On our last radio episode, Persephone made a case that countries that sell weapons around the world as a big revenue source have a conflict of interest on fostering peace, in that it might affect their export revenues.

In many of the British examples we discussed, the sales are generally from private firms. In the United States, it’s a mix of private sales versus government discounted arms transfers and surplus equipment sales to allied armed forces, for strategic and fiscal reasons. A country’s government has an especially strong incentive to sell weapons to other countries when it devotes significant expenditures to research and development of the weapons. It’s a way to make some of it back.

Haaretz, the Israeli newspaper, published an article today on the Israeli defense industry’s ramped-up production and foreign sales efforts during the recent bombardment, shielding, and ground operations against the Gaza Strip. Although there have been some major privatizations in recent years, much of the country’s defense industry is still composed of wholly-government-owned state enterprises. They have long been burdened with debt and were facing budget cuts. That means that if the companies — and by extension their government owners — were going to turn things around financially, they had a strong incentive to sell a lot of weapons to other countries. And as the article explores, through repeated examples, nothing sells a new weapons technology like real-life combat tests.

Some of the companies were even rushing brand new products off the assembly lines and into the field. And even as they were being deployed in the Gaza Strip, purchasers were flocking to Israel for explicit sales pitches, Haaretz reported:

“For the defense industries this campaign is like drinking a very strong energy drink — it simply gives them tremendous forward momentum,” says Barbara Opall-Rome, Israel bureau chief for the U.S. magazine Defense News. “Combat is like the highest seal of approval when it comes to the international markets. What has proven itself in battle is much easier to sell. Immediately after the operation, and perhaps even during, all kinds of delegations arrive here from countries that appreciate Israel’s technological capabilities and are interested in testing the new products.”

 
From new light arms ammunition to new tank shells and tank defenses, Israel’s private defense firms (which have excellent lobbyists and ties to the government) and public state defense companies (which are expected to minimize balance sheet losses and turn a profit for the government if possible), there’s a lot of really warped policy incentives in favor of pursuing a very aggressive, even hair-trigger “defense policy” in the Palestinian Territories.

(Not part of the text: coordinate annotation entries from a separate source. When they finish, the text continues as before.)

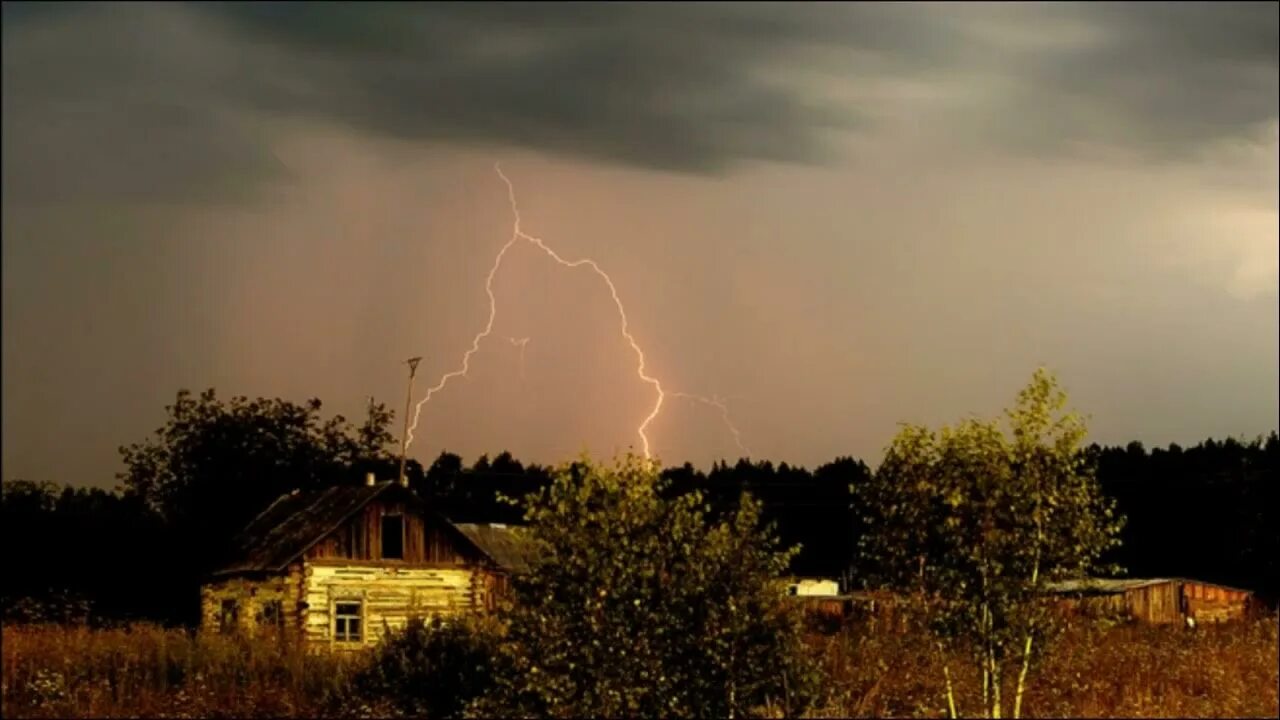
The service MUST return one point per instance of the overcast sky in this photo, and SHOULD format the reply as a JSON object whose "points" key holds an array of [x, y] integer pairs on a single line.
{"points": [[837, 217]]}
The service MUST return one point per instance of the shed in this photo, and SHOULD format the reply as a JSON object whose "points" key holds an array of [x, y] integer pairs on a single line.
{"points": [[341, 566], [1155, 600]]}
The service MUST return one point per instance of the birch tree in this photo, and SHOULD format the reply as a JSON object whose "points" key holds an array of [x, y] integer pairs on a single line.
{"points": [[973, 520]]}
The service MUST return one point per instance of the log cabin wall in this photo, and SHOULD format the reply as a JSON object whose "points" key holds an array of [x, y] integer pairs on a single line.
{"points": [[383, 596], [254, 606], [433, 577]]}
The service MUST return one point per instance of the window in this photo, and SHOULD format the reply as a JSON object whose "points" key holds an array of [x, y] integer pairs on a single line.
{"points": [[346, 621], [393, 537], [228, 616], [270, 615]]}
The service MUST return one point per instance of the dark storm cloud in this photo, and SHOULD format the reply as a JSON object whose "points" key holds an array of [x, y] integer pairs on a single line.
{"points": [[1160, 78], [156, 101], [118, 104]]}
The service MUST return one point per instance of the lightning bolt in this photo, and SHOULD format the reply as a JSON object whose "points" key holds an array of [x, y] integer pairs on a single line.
{"points": [[520, 342], [720, 404], [517, 235]]}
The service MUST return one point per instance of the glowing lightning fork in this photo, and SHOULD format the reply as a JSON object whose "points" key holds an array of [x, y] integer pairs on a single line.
{"points": [[720, 405], [617, 301]]}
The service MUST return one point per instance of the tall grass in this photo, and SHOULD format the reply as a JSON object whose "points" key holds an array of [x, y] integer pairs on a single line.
{"points": [[150, 671], [1093, 671]]}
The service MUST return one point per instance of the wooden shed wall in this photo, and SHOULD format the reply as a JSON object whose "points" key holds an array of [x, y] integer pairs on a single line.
{"points": [[1212, 604], [1155, 604]]}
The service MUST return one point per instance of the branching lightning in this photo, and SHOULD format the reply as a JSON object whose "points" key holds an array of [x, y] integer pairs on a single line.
{"points": [[720, 404], [517, 235], [520, 342]]}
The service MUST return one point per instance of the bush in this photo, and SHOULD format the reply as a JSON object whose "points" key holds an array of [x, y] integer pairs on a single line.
{"points": [[433, 668], [640, 605]]}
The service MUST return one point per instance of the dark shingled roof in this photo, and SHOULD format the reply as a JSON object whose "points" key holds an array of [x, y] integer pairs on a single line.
{"points": [[1114, 586], [506, 546], [296, 522]]}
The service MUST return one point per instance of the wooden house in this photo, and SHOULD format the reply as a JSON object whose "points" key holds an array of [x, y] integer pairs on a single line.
{"points": [[1160, 600], [342, 566]]}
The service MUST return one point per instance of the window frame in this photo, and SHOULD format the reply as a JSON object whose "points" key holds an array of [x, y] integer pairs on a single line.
{"points": [[228, 615], [403, 533], [273, 620], [360, 616]]}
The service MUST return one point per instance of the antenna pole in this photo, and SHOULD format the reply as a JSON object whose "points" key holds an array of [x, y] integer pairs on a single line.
{"points": [[408, 399]]}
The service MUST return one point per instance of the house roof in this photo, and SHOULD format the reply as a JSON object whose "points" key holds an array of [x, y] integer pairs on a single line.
{"points": [[1111, 586], [506, 546], [296, 522]]}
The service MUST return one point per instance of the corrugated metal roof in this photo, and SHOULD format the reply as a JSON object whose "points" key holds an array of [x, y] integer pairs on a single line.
{"points": [[296, 522], [1123, 584], [506, 546], [1105, 586]]}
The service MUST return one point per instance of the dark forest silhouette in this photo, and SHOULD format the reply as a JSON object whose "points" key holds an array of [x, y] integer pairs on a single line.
{"points": [[1206, 511]]}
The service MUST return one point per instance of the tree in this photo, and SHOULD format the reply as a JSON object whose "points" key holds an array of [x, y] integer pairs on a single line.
{"points": [[639, 605], [976, 522]]}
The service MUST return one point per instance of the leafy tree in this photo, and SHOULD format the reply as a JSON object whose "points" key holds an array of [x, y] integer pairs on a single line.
{"points": [[639, 605], [976, 522]]}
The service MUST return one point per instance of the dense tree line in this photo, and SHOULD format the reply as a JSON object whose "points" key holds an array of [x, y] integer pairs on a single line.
{"points": [[1206, 511]]}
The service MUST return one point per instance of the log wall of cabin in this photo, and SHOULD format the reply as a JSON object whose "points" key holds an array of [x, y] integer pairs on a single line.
{"points": [[389, 595], [251, 595]]}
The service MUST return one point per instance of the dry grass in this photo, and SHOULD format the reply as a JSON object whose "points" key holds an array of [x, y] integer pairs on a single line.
{"points": [[149, 671], [1093, 671], [1125, 671]]}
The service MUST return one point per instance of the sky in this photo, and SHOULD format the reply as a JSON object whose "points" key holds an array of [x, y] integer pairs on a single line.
{"points": [[835, 217]]}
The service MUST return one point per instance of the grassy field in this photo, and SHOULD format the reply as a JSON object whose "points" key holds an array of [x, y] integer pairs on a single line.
{"points": [[1124, 671]]}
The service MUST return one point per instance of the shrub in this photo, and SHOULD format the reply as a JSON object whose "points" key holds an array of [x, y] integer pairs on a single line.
{"points": [[640, 605], [433, 668]]}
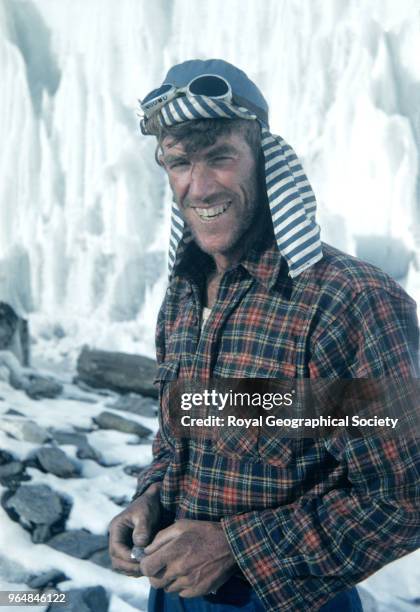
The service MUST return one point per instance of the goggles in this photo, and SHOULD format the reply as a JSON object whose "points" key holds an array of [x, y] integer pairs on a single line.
{"points": [[210, 85]]}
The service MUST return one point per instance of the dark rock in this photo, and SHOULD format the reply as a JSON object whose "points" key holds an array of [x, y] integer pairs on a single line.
{"points": [[24, 430], [46, 579], [132, 470], [142, 406], [117, 371], [12, 474], [35, 505], [102, 558], [13, 468], [96, 598], [14, 334], [41, 534], [39, 388], [78, 543], [84, 450], [5, 457], [55, 461], [92, 599], [108, 420]]}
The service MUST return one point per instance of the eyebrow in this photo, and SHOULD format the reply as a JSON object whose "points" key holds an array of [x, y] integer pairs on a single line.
{"points": [[222, 149]]}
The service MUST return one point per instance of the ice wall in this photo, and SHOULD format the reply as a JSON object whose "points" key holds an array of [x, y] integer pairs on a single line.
{"points": [[84, 209]]}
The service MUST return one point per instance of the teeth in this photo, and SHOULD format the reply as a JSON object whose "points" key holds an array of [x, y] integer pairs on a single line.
{"points": [[214, 211]]}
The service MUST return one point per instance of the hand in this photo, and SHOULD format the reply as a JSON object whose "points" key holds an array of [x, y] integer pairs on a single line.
{"points": [[191, 558], [136, 525]]}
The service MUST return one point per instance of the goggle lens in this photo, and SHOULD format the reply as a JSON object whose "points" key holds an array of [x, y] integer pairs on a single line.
{"points": [[155, 93], [208, 85]]}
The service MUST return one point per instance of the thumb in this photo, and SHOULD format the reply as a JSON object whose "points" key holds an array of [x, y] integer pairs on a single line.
{"points": [[141, 534]]}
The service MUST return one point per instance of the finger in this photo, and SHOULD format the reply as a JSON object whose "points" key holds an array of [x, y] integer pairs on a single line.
{"points": [[129, 569], [120, 541], [177, 585], [162, 537], [163, 581], [142, 534], [151, 565]]}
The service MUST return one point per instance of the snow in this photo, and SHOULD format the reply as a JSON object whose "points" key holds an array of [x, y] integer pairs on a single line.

Similarly, with highly experimental, very expensive, and very re-sellable technologies like a missile defense system co-designed by a state defense company, it could be suggested that goading an entity into firing daily barrages of missiles at a shield that will catch virtually all of them is an excellent way to prove to buyer countries that they should purchase the system for their own defense needs.

A country with big, financially struggling, government-owned defense firms puts itself under a lot of pressure to enable situations that will allow for combat demonstrations to foreign observers who can buy products and put money back in the government coffers (or at least reduce the need for direct budget expenditures). It’s possible to resist that pressure, but it’s there.

It’s hard to make peace when your finances are aligned in favor of making war. That’s true to some extent with the United States and many of the other countries we mentioned on our radio segment. But it’s particularly worrying with regard to Israel, where government and the defense industry are even more intertwined.